In order to print decoded arguments, we can delegate to currently existing decoders for each type (e.g. printfd, printstrn). A common header file (included by default for all generated code) can include functions/macros to decode default types.

Pointer Arguments

When dealing with pointer arguments, we can use the direction annotations (in, out, inout) in the description to decide how to decode these.

If we have an in argument, then the value pointed to is unchanged by the syscall. So we just decode the argument based on the type pointed to.

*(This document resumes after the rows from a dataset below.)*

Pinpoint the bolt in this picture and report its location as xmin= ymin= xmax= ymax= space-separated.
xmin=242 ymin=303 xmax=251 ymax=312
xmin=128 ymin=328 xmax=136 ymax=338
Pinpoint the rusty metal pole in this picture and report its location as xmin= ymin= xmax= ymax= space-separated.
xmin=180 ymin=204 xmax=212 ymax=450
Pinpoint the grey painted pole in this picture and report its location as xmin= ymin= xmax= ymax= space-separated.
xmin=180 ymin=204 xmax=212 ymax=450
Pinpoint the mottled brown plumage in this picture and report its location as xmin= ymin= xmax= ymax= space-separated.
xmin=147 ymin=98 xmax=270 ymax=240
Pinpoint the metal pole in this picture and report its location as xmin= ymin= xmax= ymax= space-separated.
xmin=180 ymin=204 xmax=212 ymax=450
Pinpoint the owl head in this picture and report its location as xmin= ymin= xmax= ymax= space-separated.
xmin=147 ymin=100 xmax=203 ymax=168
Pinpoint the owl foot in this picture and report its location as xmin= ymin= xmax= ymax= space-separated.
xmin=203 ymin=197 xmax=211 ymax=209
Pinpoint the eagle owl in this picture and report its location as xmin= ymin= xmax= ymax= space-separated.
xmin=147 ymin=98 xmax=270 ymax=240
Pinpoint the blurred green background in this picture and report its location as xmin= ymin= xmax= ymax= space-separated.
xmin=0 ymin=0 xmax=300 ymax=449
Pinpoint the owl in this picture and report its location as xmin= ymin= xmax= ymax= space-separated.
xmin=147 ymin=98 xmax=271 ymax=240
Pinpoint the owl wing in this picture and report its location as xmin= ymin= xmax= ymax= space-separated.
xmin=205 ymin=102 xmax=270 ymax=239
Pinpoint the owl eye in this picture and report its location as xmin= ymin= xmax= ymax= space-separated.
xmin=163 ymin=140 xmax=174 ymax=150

If we have an out arguement, then the initial value is irrelevant and we need to decode the argument when exiting the syscall. If the syscall errors, we print the address of the argument.

If we have an inout argument, then we need to print the value pointed to both when entering and exiting the syscall. If the syscall errors, we should print just the initial value.

Variants

Syskaller allows defining variants of syscalls. This is espcially useful when the first argument denotes the operation of the syscall (e.g. prctl, ioctl).

If there is more than one variant syscall, we need to identify which variant is being called, and if we can't identify the variant, fall back to a generic variant.

To make the implementation simpler, it may make sense to only allow variants that depend only on a single argument.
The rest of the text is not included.